What MRI (with TPN data) actually does

  • Tracks active leases monthly (not just applications) across 1.3m+ residential and 240k+ commercial records per quarter.
  • Scores risk and flags deterioration (e.g., AR deregistration, business rescue, liquidations) so owners see risk drift early.
  • Maps payment behaviour via Rental Payment Profiles (RPP) by province, sector, rent band and links to yields/escalations for pricing decisions.

So what? Impacts by stakeholder

Landlords

  • Re-underwrite quarterly. Bake MRI/TPN monitoring into policy; don’t rely on lease-day vetting.
  • Price with precision. Escalations by province and rent-band sweet spots (R7k–R25k) support stronger payment behaviour.
  • Sectional-title caution.

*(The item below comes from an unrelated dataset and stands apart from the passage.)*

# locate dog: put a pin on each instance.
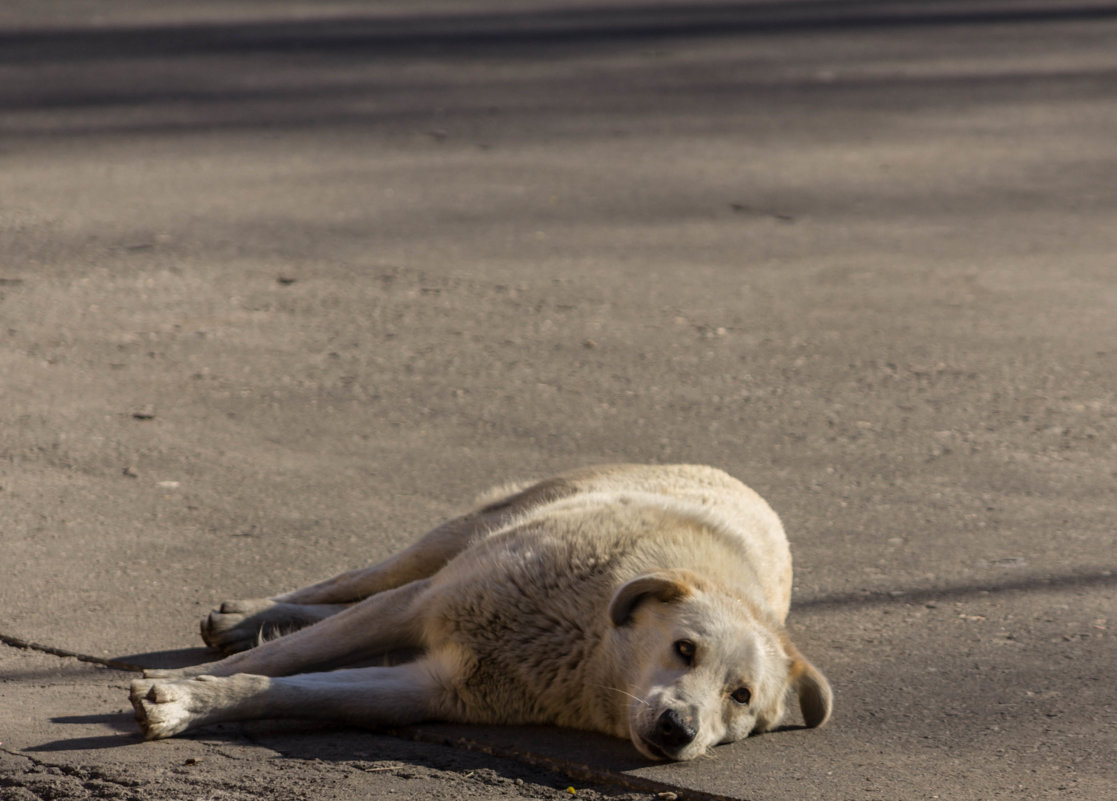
(646, 602)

Great gross yield ≠ great net yield, model levies and arrears risk.

Investors

  • Tilt to resilient niches: Storage and small-box industrial remain defensible; select residential in nodes with around 5% escalations and tight supply.
  • Stress-test cash flows: Assume slower commercial escalations and potential arrears creep; value deals on net not headline escalations.

Property Managers

  • Institutionalise monitoring: Monthly risk drift checks → proactive arrears management and early restructures.
  • Covenant management: Track AR filings/business-rescue and trigger review meetings; escalate security where needed.
  • Data-led leasing: If you must take higher-risk tenants to fill space, offset with shorter terms, higher deposits, step-ups.

Way forward

  • Move from static to continuous underwriting. Make monthly monitoring a standard clause and workflow.
  • Play offence with pricing. Use provincial/sector rent-escalation heatmaps and rent-band behaviour to optimise renewals.
  • Net, not gross. Model levies, utilities volatility, and arrears into every yield conversation.
  • Prepare for policy risk. Build scenarios for rental regulation and higher property taxes; protect margins now.
  • Invest in operational data. Centralise MRI/TPN feeds into dashboards; align asset, leasing, and credit teams around one risk view.

Bottom line

SA rentals are investable, but only if you run them like a lender. Build renewals off provincial/rent-band data, model levies and utilities volatility into yields, and monitor risk monthly to act before arrears bite.

Put MRI/TPN telemetry at the centre of asset decisions, prepare for tighter regulation, and you’ll compound returns while others fly blind.